L'information, révélée par le Journal du Dimanche, a été confirmée par l'Elysée en fin de matinée. Un communiqué présidentiel évoque une "mesure individuelle" justifiée par "la seule situation de santé de Mme Petrella".
"Malgré les soins attentifs dont bénéficie Mme Petrella (...) son état de santé ne s'est pas amélioré. Les médecins qui l'ont examinée ont conclu que la dépression profonde dont elle souffre est susceptible de mettre en cause son pronostic vital", souligne le communiqué présidentiel.
Cette décision, ajoute l'Elysée, "n'atténue en rien l'engagement de la France en matière de lutte contre le terrorisme ainsi que sa coopération avec les autres démocraties dans ce domaine".
La décision de Nicolas Sarkozy, "humaine et légitime", a été prise vendredi et notifiée par voie légale samedi à Marina Petrella qui est toujours hospitalisée à Paris, a expliqué à Reuters Me Irène Terrel, l'avocate de cette dernière.
"Le décret d'extradition a été abrogé. Un autre décret a été adopté faisant jouer la clause humanitaire", a-t-elle précisé.
Quand elle a appris la nouvelle, Marina Petrella "a pleuré et tremblé. Elle réalise mais il va lui falloir de longs mois pour se rétablir si toutefois elle y parvient", a ajouté Me Terrel.
"RÉSISTANCE CITOYENNE"
Arrêtée en août 2007, Marina Petrella avait été libérée sous contrôle judiciaire en août dernier pour raisons de santé. Dépressive et suicidaire, elle refusait de s'alimenter et ne pesait qu'une quarantaine de kilos.

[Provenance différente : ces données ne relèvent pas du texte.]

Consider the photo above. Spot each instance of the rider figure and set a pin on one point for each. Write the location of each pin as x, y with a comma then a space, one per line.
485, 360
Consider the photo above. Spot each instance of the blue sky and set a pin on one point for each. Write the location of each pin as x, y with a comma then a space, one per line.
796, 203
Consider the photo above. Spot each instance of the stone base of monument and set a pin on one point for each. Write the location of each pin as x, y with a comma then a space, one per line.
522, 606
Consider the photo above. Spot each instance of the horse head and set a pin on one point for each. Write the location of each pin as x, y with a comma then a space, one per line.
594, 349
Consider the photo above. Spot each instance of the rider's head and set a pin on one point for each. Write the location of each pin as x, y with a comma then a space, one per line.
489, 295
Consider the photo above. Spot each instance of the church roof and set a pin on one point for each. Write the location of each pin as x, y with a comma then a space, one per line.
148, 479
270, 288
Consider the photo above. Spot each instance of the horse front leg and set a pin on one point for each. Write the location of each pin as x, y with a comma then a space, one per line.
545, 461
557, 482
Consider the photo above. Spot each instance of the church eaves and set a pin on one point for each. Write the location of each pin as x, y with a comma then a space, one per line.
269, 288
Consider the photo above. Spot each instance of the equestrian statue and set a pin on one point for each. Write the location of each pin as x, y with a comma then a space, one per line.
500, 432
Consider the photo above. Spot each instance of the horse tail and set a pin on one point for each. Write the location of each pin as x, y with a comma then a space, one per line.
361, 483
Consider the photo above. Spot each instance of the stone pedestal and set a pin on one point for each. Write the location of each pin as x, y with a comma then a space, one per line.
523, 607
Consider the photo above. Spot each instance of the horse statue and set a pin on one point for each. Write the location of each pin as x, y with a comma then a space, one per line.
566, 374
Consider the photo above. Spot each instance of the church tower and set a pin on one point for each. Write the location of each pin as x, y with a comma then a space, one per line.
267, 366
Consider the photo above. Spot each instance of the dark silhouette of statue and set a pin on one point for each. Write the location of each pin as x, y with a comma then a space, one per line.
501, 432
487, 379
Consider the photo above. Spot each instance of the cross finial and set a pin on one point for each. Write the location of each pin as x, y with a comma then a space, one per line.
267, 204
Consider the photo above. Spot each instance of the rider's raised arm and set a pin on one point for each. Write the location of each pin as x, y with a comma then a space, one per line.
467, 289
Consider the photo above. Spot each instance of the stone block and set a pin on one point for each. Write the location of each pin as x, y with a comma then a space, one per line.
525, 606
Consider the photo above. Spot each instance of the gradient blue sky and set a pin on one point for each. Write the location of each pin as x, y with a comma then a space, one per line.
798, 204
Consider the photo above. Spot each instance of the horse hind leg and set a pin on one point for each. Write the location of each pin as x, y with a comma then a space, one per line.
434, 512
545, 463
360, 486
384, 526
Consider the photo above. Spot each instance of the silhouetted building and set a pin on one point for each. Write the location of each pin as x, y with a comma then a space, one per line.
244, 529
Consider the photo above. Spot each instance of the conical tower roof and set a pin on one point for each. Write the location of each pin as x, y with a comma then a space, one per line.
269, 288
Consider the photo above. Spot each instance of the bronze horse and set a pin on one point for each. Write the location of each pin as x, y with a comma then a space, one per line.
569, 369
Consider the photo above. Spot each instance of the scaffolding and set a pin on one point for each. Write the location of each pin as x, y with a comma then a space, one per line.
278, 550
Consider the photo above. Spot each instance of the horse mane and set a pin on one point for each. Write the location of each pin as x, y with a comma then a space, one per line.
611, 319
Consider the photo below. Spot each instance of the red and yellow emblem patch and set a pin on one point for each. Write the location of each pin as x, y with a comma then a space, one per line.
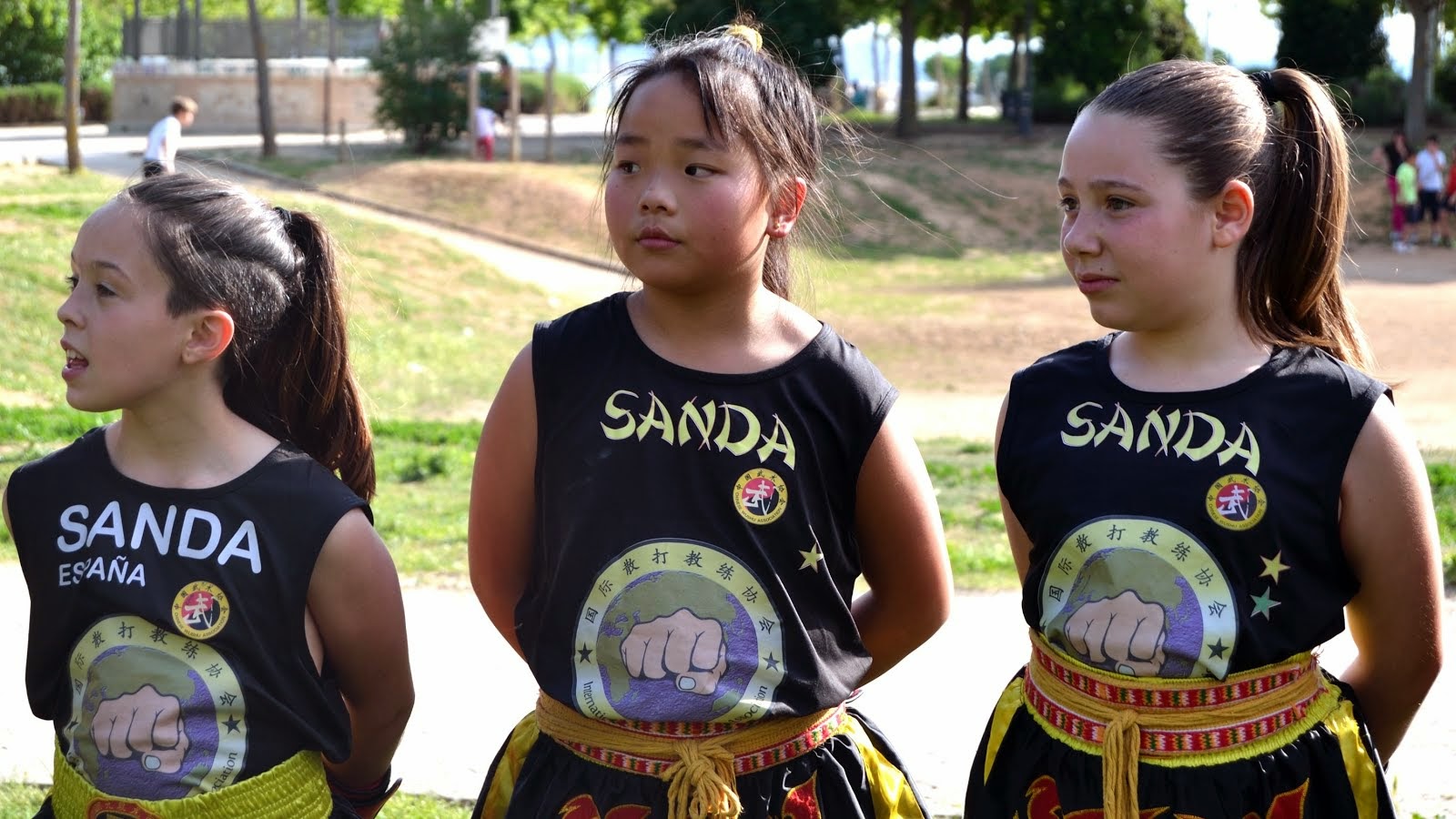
761, 496
200, 610
1237, 501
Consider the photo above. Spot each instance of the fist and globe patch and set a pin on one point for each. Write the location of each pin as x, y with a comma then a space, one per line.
157, 714
1139, 596
677, 630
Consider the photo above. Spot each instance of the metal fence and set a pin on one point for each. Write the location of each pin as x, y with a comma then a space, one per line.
188, 38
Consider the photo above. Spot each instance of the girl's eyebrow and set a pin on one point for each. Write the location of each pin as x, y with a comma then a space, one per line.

L'abrogation du décret d'extradition est "un grand soulagement même si le terme n'est pas assez fort au final", a déclaré sa fille aînée, Elisa Novelli, sur RTL. "C'est le résultat que nous attendions depuis que nous avions commencé à nous battre."
Condamnée en 1992 à la prison à perpétuité en Italie pour le meurtre d'un commissaire de police, Marina Petrella était installée en France depuis le début des années 80.
Elle y bénéficiait de la "doctrine Mitterrand" qui offrait refuge aux activistes renonçant à la violence.
L'ex-brigadiste était sous le coup d'un décret d'extradition depuis le mois de juin. Son avocate avait déposé un recours contre la décision gouvernementale qui devait être examiné mercredi par le Conseil d'Etat.
"Je n'ai pas toutes les pièces du dossier mais je pense que (Nicolas Sarkozy) a raison" de ne pas extrader l'ancienne activiste, a déclaré Ségolène Royal lors du "Grand Rendez-vous Europe 1/Le Parisien".
"La mobilisation a fini par payer. Nicolas Sarkozy a dû renoncer à son projet d'extradition", se félicite de son côté le Parti communiste dans un communiqué.
"Il est regrettable que cette décision arrive si tard. L'incarcération de Marina Petrella pendant huit mois n'aurait jamais dû avoir lieu, la France s'étant engagée à n'extrader aucun réfugié italien", ajoute le PCF.
Pour le Mrap, "cette victoire de la raison est une belle leçon de l'utilité et de l'efficacité de la résistance citoyenne. Elle est un encouragement pour d'autres combats contre l'injustice", souligne un communiqué.